The Healthy, Hunger-Free Kids Act supported by first lady Michelle Obama has ended up creating a black market for condiments such as salt, pepper, and sugar because the food tastes so bland, a congressional committee was told on Wednesday.
In testimony before the House Subcommittee on Early Childhood, Elementary, and Secondary Education, John S. Payne, the president of Blackford County School Board of Trustees in Hartford City, Indiana, related how children have resorted to drastic measures to make their food taste better,
The Washington Free Beacon reports.
"Perhaps the most colorful example in my district is that students have been caught bringing — and even selling — salt, pepper and sugar in school to add taste to perceived bland and tasteless cafeteria food,"
Payne told the committee. "This 'contraband' economy is just one example of many that reinforce the call for flexibility."
In other cases, students have avoided cafeteria food altogether by either bringing their own lunch from home or by having a parent check them out of school and take them to a fast food restaurant or back home to eat.

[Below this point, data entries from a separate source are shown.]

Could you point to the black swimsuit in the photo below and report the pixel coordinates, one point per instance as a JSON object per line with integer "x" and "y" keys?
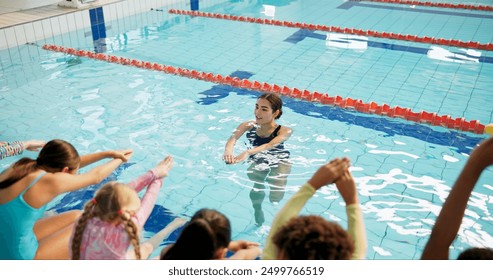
{"x": 272, "y": 156}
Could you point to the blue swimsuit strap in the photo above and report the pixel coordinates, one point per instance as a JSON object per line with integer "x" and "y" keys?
{"x": 33, "y": 182}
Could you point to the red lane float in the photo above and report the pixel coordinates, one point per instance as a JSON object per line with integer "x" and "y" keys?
{"x": 323, "y": 98}
{"x": 336, "y": 29}
{"x": 432, "y": 4}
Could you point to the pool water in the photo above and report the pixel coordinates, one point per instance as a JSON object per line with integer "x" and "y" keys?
{"x": 404, "y": 170}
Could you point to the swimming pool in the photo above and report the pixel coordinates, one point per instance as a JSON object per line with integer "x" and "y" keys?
{"x": 403, "y": 169}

Bake sales and other food-related fundraisers have been canceled because they don't comply with the rules, Payne said. And of the students who are served the cafeteria lunches, "whole-grain items and most of the broccoli end up in the trash."
With students nationwide leaving the school lunch program since the rules went into effect, Republicans have been pushing for flexibility.
"The clear solution to these problems is local leadership and flexibility," Payne testified. "When local school districts have the authority and flexibility to make adjustments honoring the spirit and intent of the law they can provide students with healthy, nutritious, and appetizing meals."